In terms of how far $50 will get you in Melbourne, the answer is about 140 fewer kilometres than it did two years ago.
For the average car commuter in Greater Melbourne, who travels 16.58 kilometres to work (compared to 19.1 kilometres in the rest of Victoria), a $50 refill will now get you 13 one-way trips to work, compared to 21.5 trips in 2019-20.
That means about 8.5 fewer one-way trips to work or about four fewer days of doing the round-trip.
And if prices reached 272 cents per litre in 2023, $50 would get you 10.7 one-way trips to work, about 11 fewer trips than it got you in 2019-20.
NRMA spokesman Peter Khoury said prices in Melbourne were expected to fall significantly from their current high and that people should “just top up, don’t fill up” until they dropped.

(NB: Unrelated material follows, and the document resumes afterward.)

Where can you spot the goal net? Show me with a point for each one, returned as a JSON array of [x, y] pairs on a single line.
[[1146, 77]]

However, Khoury said predicting prices beyond the current cycle was impossible due to the variety of global factors affecting fuel costs, including inflationary pressures, Russia’s invasion of Ukraine and ongoing COVID-19 lockdowns in China.
“In all the years the NRMA has been monitoring fuel prices, we’ve never seen anything like this,” he said.
“Even during the global financial crisis oil prices were more stable than this.”
Khoury said the volatility was an unfortunate reality for families who “don’t have a choice” when it comes to filling up the car.
The average distance driven by the average person each year in Victoria has fallen only slightly in the past 10 years, from 7100 kilometres in 2009-2010 to 6900 kilometres in 2019-2020, ABS figures show, even as fuel prices have skyrocketed from 116.7 cents per litre to over 229 cents.